I am about to move into a rental house and my dad would like me to write to the landlord asking if he will give me permission to change the locks on the front and back door. There seem to have been lots of tenants over the last few years (looks like the house had been sub-let judging from the many different names on the pile of mail on the doorstep!) and he is worried about security. Obviously, we will pay for new locks and make sure landlord has new keys but just wondering how you would feel as a landlord if you had this request? Are we being unreasonable?

Gonzo33 Fri 05-Aug-11 07:09:39

As a LL I wouldn't have a problem with it as long as the agency it was let through, or I had a copy of the keys within a week.

catwithflowers Fri 05-Aug-11 07:20:03

The landlord lives around the corner so he would have a copy of keys within the hour!!!

Helenfellows32 Fri 05-Aug-11 07:25:16

As a LL also I really think your over reacting.
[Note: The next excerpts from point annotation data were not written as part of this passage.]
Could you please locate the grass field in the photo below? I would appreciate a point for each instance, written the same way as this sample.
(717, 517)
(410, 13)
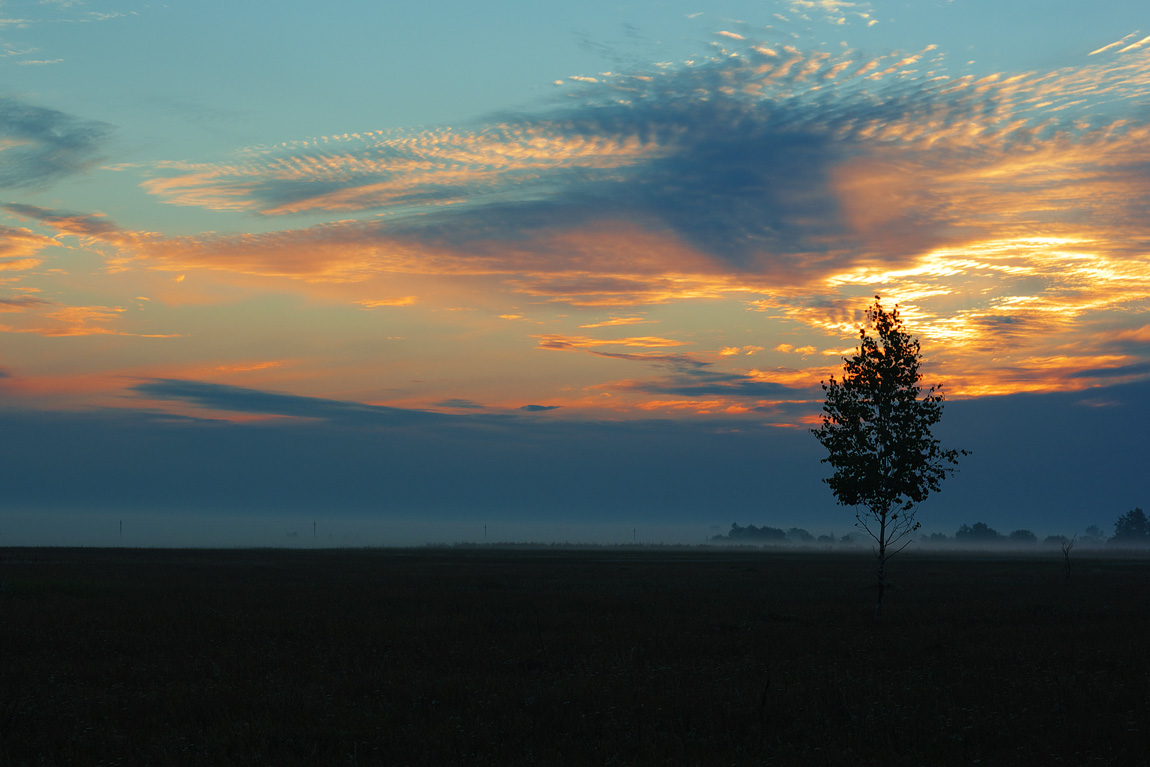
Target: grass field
(600, 657)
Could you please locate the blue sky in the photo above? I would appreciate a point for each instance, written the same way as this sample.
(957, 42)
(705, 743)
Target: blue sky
(574, 271)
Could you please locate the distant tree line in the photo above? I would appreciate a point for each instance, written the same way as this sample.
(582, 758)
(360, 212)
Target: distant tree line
(1131, 529)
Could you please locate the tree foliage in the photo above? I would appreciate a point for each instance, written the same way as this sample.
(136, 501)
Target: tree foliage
(876, 428)
(1132, 527)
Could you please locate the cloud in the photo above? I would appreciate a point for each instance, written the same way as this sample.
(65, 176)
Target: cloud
(39, 146)
(460, 404)
(253, 401)
(567, 343)
(1002, 212)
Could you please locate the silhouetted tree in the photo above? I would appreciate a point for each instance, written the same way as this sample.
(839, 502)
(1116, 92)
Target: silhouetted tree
(1132, 527)
(876, 429)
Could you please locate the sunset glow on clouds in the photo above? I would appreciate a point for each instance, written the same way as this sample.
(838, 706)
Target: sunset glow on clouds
(698, 234)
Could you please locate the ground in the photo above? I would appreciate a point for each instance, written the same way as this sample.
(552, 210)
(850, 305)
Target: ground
(491, 656)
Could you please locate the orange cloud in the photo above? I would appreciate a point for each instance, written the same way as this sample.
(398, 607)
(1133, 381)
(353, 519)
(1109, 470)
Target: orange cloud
(565, 343)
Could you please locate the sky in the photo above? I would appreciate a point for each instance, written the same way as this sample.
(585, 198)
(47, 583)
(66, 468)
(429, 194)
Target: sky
(362, 274)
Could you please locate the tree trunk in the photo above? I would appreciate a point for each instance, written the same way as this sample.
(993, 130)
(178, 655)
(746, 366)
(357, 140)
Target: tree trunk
(882, 567)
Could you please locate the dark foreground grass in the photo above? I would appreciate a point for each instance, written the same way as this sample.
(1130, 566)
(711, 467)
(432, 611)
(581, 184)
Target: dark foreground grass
(489, 657)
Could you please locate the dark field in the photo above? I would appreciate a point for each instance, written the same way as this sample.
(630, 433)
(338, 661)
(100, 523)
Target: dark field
(604, 657)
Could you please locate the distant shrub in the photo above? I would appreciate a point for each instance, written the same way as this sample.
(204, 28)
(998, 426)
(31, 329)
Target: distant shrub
(1022, 537)
(751, 534)
(1132, 528)
(798, 535)
(978, 532)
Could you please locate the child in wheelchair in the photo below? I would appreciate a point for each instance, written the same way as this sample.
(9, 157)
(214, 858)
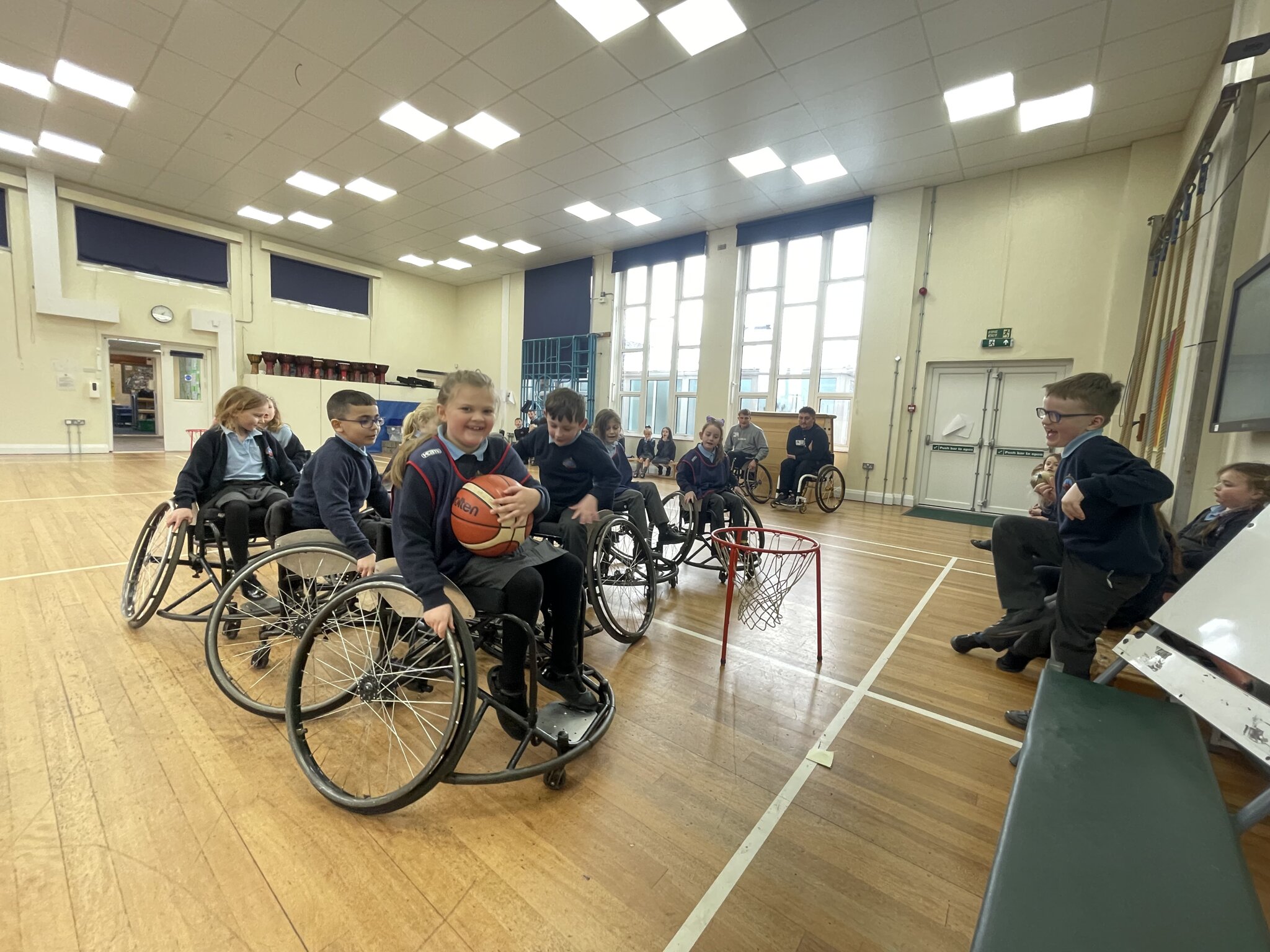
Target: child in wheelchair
(639, 500)
(340, 477)
(427, 475)
(236, 469)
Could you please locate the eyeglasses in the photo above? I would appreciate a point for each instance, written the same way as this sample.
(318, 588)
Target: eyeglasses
(1054, 416)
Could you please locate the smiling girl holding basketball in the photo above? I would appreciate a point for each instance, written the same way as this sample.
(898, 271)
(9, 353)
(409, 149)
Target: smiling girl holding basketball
(429, 472)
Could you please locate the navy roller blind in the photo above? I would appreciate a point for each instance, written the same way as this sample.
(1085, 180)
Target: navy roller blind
(558, 300)
(318, 286)
(810, 221)
(660, 252)
(140, 247)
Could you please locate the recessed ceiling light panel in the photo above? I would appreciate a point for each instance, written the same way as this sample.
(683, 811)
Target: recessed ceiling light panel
(700, 24)
(819, 169)
(1075, 104)
(639, 216)
(407, 118)
(757, 163)
(990, 95)
(487, 130)
(70, 146)
(605, 18)
(588, 211)
(68, 74)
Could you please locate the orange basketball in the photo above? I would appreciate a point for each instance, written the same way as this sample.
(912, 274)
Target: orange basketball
(471, 517)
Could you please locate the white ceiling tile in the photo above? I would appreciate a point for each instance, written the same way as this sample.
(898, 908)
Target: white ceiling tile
(591, 76)
(616, 113)
(308, 135)
(1028, 46)
(471, 84)
(290, 73)
(859, 60)
(351, 103)
(184, 83)
(586, 162)
(337, 30)
(406, 60)
(825, 25)
(103, 48)
(1178, 41)
(218, 37)
(466, 25)
(251, 111)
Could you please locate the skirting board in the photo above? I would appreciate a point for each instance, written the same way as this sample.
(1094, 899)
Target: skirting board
(50, 448)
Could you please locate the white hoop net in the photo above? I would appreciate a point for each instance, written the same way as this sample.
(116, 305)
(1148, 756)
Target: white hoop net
(769, 565)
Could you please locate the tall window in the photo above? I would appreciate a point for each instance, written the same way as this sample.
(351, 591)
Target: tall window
(801, 324)
(660, 333)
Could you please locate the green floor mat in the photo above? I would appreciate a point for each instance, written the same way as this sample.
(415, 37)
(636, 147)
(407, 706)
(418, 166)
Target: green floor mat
(928, 512)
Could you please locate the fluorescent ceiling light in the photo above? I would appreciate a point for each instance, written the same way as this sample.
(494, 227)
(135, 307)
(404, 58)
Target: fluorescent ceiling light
(588, 211)
(487, 130)
(407, 118)
(313, 183)
(69, 146)
(757, 163)
(639, 216)
(605, 18)
(1073, 104)
(525, 248)
(30, 83)
(365, 187)
(94, 84)
(700, 24)
(819, 169)
(252, 213)
(990, 95)
(313, 221)
(17, 144)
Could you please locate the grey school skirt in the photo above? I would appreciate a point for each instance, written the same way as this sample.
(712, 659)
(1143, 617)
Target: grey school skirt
(484, 573)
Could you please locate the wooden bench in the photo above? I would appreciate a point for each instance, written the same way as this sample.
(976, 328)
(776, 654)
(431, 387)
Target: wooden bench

If it was me I would only consider this is the tenant had been there for a while anyway. Can't see the point if your only there for six months anyway. Too must cost etc.

I would ask you never know.

BiscuitNibbler Fri 05-Aug-11 07:29:39

I'd definitely do this - I remember when I rented coming downstairs one morning to find a random stranger in the sitting room going through my stuff. When challenged he said "oh I have a key". If you are paying I can't see why the LL would object.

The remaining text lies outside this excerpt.